In both cases, the plaintiff alleged that he received billing statements from SWANN demanding payments; that he repeatedly informed SWANN that he does not use SWANN's services nor intend to pay SWANN; and that he disposes of all solid waste by transporting it to a solid waste facility outside of Nebraska. However, in the current complaint, the plaintiff has included new legal theories in support of his reasserted position that he has the legal right to be left alone by SWANN. The plaintiff alleges that: (1) Neb. Rev. Stat. § 132-2020 is unconstitutional and deprives the plaintiff of "equal access" and equal protection. (2) SWANN is inflicting cruel and unusual punishment on the plaintiff. (3) SWANN has denied the plaintiff due process. The plaintiff also mentions that garbage is an article of interstate commerce.

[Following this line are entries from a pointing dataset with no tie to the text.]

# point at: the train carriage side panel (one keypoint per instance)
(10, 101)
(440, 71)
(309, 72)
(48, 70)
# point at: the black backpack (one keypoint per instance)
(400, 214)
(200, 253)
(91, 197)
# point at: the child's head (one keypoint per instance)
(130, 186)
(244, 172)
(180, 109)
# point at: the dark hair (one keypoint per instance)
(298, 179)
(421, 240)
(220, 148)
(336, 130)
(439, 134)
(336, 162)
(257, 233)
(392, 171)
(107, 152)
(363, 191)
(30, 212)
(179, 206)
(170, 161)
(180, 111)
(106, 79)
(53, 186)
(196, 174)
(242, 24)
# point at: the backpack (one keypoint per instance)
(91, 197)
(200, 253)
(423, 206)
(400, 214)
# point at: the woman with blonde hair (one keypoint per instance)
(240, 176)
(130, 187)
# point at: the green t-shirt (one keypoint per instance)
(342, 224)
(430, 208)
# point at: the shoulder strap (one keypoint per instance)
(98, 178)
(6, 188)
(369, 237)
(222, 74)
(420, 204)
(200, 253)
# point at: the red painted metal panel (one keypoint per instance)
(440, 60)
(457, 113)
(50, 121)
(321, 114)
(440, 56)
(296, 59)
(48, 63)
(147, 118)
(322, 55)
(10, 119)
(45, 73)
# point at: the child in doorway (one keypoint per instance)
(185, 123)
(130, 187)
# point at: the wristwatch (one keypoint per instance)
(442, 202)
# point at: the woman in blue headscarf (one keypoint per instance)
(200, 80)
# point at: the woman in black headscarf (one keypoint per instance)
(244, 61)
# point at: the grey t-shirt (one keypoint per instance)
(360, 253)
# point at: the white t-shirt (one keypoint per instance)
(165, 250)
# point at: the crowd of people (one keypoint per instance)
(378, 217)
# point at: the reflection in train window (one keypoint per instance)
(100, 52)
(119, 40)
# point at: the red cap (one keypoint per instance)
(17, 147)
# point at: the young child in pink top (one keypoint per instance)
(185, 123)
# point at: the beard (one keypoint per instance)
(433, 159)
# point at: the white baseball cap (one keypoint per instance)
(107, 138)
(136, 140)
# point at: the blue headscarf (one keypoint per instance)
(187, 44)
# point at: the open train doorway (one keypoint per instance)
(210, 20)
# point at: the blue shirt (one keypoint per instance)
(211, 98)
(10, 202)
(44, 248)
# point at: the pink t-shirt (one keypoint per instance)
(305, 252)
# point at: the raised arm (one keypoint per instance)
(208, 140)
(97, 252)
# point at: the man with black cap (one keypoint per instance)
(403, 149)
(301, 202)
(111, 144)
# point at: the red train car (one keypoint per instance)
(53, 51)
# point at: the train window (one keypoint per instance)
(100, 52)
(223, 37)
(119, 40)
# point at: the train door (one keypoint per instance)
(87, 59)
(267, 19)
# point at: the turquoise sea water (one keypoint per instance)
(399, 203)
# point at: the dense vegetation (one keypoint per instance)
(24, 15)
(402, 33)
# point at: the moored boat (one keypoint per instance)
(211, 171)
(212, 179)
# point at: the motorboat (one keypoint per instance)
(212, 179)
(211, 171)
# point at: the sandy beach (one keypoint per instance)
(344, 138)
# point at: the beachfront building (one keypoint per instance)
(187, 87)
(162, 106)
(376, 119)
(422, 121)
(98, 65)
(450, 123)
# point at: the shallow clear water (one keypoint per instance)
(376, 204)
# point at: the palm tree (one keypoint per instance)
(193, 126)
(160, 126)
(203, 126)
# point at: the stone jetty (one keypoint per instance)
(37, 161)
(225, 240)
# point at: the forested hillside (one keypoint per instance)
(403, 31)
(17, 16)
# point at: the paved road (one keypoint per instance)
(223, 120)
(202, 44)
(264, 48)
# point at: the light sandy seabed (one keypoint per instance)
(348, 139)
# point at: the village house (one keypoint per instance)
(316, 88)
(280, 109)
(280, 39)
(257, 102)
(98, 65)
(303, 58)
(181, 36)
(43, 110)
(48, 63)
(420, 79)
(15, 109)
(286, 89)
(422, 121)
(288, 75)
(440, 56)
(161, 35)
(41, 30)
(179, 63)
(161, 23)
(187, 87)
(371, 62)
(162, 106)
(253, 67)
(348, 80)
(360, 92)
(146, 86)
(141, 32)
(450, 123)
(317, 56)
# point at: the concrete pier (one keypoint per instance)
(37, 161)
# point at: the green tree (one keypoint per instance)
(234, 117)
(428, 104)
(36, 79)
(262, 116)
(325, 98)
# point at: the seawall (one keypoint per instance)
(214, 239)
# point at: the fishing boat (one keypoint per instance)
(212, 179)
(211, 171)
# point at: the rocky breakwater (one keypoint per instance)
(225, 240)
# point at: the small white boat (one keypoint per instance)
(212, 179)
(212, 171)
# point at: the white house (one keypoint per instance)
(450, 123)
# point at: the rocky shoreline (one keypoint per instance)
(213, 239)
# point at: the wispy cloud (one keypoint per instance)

Most important, however, the plaintiff does not allege that he has ever complied with the procedures necessary to opt out of SWANN's garbage collection, transportation and disposal services and to obtain an exemption from SWANN's fees.
In addition to the added legal theories appended to the previously asserted operative facts, the plaintiff alleges the following new information in his present complaint: On August 5, 2003, SWANN assessed the property owner for the plaintiff's unpaid garbage service fees. SWANN failed to provide the owner a hearing. As a result of the assessment, the liability may be converted to a tax lien in three years, and the property may be foreclosed. Therefore, the owner of the property suffered a deprivation of due process from the denial of a hearing.
I conclude from a comparison of the record in Jacobson I and the complaint in the above-entitled case that the plaintiff's present claims and all relevant factual issues are precluded by res judicata and collateral estoppel from relitigation. Other than the issues concerning the property owner's right to due process, all of the other issues and legal rights asserted by the plaintiff in the present case either were raised or could have been raised in Jacobson I.
As for the property owner's right to due process, the plaintiff may not assert the rights of others. See, e.g., Warth v. Seldin, 422 U.S. 490, 500 (1975): A "plaintiff generally must assert his own legal rights and interests, and cannot rest his claim to relief on the legal rights or interests of third parties." Accord Potthoff v. Morin, 245 F.3d 710, 715 (8th Cir. 2001). Therefore, the plaintiff's allegations regarding the rights of the property owner fail to state a claim on which relief may be granted as to the plaintiff.
THEREFORE, IT IS ORDERED:
1. That filing no. 22, the defendant's Motion for Summary Judgment, is granted;
2. That the plaintiff's complaint and this action will be dismissed with prejudice; and
3. That a separate judgment will be entered accordingly.